Light of various colors goes at various speeds in various materials and structures. This is the reason we see white light split into its constituent colors subsequent to refracting through a prism, a marvel called dispersion. A normal lens can’t focus light of various colors to a single spot because of dispersion.
This implies distinctive hues are never in a center in the meantime, thus a picture framed by such a basic focal point is definitely blurred. Traditional imaging frameworks tackle this issue by stacking different focal points, yet this arrangement comes at the expense of expanded many-sided quality and weight.
Columbia Engineering analysts have made the first flat lens prepared to do effectively centering a vast scope of shades of any polarization to the equivalent central spot without the requirement for any extra components. Just a micron thick, their progressive “flat” lens is considerably more slender than a sheet of paper and offers execution similar to top-notch compound lens systems.
Nanfang Yu, associate professor of applied physics said, “The beauty of our flat lens is that by using meta-atoms of complex shapes, it not only provides the correct distribution of delay for a single color of light but also for a continuous spectrum of light. And because they are so thin, they have the potential to drastically reduce the size and weight of an optical instrument or device used for imaging, such as cameras, microscopes, telescopes, and even our eyeglasses.”
“Think of a pair of eyeglasses with a thickness thinner than a sheet of paper, smartphone cameras that do not bulge out, thin patches of imaging and sensing systems for driverless cars and drones, and miniaturized tools for medical imaging applications.”
Scientists fabricated the meta-lenses utilizing standard 2-D planar fabrication systems like those utilized for manufacturing computer chips. They say the procedure of mass assembling meta-lenses ought to be significantly less complex than delivering computer chips, as they have to characterize only one layer of nanostructures—in comparison, modern computer chips require various layers, some upwards of 100.
Unlike conventional lenses, this flat meta-lens do not need to go through the costly and time-consuming grinding and polishing processes.
Sajan Shrestha, a doctoral student in Yu’s group who was a co-lead author of the study said, “The production of our flat lenses can be massively parallelized, yielding large quantities of high performance and cheap lenses. We can, therefore, send our lens designs to semiconductor foundries for mass production and benefit from economies of scale inherent in the industry.”
Because the flat lens can focus light with wavelengths ranging from 1.2 to 1.7 microns in the near-infrared to the same focal spot, it can form “colorful” images in the near-infrared band because all of the colors are in focus at the same time—essential for color photography.

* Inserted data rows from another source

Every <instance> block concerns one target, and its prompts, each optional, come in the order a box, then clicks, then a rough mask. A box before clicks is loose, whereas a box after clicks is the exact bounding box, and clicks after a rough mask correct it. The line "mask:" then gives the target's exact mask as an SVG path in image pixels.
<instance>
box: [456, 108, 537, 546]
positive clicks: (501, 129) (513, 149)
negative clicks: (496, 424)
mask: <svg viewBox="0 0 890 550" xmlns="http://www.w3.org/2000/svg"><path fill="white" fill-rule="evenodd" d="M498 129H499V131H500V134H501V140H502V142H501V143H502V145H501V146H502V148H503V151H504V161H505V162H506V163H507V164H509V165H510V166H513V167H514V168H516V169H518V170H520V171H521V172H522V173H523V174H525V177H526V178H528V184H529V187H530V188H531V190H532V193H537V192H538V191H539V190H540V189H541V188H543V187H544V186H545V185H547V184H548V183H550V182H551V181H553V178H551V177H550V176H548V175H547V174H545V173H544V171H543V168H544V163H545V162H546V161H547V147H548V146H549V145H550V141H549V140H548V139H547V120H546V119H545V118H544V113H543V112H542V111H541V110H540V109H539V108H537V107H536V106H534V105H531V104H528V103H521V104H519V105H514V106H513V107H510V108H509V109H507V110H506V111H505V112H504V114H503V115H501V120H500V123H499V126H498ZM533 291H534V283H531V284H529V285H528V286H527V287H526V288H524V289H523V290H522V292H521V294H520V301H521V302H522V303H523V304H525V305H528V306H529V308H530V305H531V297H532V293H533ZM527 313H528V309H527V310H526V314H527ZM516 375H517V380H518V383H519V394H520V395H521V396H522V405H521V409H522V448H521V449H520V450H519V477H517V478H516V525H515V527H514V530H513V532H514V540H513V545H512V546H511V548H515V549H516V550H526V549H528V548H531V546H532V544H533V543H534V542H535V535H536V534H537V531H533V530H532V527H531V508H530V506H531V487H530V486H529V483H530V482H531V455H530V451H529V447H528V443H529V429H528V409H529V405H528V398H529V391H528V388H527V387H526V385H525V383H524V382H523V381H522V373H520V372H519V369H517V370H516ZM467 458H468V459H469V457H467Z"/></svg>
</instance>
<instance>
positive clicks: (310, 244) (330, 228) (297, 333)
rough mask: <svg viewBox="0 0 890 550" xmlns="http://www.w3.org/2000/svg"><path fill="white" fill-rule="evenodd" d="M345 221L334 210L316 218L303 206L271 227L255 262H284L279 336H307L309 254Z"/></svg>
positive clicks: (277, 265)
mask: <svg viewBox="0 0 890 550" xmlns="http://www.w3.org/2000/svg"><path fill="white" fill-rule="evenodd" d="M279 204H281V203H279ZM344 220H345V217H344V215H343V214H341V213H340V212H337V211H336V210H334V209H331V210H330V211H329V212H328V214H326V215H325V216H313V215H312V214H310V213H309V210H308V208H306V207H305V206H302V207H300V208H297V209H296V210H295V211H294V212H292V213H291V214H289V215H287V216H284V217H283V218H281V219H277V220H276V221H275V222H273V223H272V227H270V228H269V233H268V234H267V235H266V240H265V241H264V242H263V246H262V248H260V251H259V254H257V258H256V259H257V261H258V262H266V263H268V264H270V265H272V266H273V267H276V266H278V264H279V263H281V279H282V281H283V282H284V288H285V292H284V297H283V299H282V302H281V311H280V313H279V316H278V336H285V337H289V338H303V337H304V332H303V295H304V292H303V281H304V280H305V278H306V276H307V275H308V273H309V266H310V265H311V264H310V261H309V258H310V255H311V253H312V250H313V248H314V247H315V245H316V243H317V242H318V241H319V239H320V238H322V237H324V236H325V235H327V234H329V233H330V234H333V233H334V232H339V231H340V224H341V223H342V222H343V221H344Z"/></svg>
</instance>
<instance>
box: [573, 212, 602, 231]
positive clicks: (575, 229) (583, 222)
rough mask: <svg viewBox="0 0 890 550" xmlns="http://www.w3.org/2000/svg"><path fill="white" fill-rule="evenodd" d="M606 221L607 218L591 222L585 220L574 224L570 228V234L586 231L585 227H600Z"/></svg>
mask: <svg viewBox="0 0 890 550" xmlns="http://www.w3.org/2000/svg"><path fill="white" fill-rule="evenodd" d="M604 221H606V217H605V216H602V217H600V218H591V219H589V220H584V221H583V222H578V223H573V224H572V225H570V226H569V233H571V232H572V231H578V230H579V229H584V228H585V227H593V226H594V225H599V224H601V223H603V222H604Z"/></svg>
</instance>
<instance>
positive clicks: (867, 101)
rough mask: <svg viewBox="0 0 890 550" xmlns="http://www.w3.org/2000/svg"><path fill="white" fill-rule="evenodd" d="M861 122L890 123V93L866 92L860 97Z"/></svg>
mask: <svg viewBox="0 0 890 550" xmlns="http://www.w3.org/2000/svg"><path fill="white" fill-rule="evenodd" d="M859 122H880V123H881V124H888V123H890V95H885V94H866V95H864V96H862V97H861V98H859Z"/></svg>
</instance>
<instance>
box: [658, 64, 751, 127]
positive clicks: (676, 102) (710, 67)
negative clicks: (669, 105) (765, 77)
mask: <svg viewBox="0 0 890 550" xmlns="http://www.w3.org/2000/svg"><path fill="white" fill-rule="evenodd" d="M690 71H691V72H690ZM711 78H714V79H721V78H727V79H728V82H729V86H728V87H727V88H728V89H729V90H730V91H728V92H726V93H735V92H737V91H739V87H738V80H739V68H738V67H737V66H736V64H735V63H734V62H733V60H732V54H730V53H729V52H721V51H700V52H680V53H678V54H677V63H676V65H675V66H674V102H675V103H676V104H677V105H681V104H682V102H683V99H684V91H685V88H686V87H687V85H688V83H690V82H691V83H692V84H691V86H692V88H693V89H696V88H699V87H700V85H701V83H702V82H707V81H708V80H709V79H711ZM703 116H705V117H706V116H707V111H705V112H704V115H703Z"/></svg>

Adam Overvig, the study’s other co-lead author said, “Our design algorithm exhausts all degrees of freedom in sculpting an interface into a binary pattern, and, as a result, our flat lenses are able to reach performance approaching the theoretic limit that a single nanostructured interface can possibly achieve.”
“In fact, we’ve demonstrated a few flat lenses with the best theoretically possible combined traits: for a given meta-lens diameter, we have achieved the tightest focal spot over the largest wavelength range.”
University of Pennsylvania H. Nedwill Ramsey Professor Nader Engheta said, “This is an elegant work from Professor Nanfang Yu’s group and it is an exciting development in the field of flat optics. This achromatic meta-lens, which is the state-of-the-art in the engineering of metasurfaces, can open doors to new innovations in a diverse set of applications involving imaging, sensing, and compact camera technology.”
The study is published in the journal Light: Science & Applications.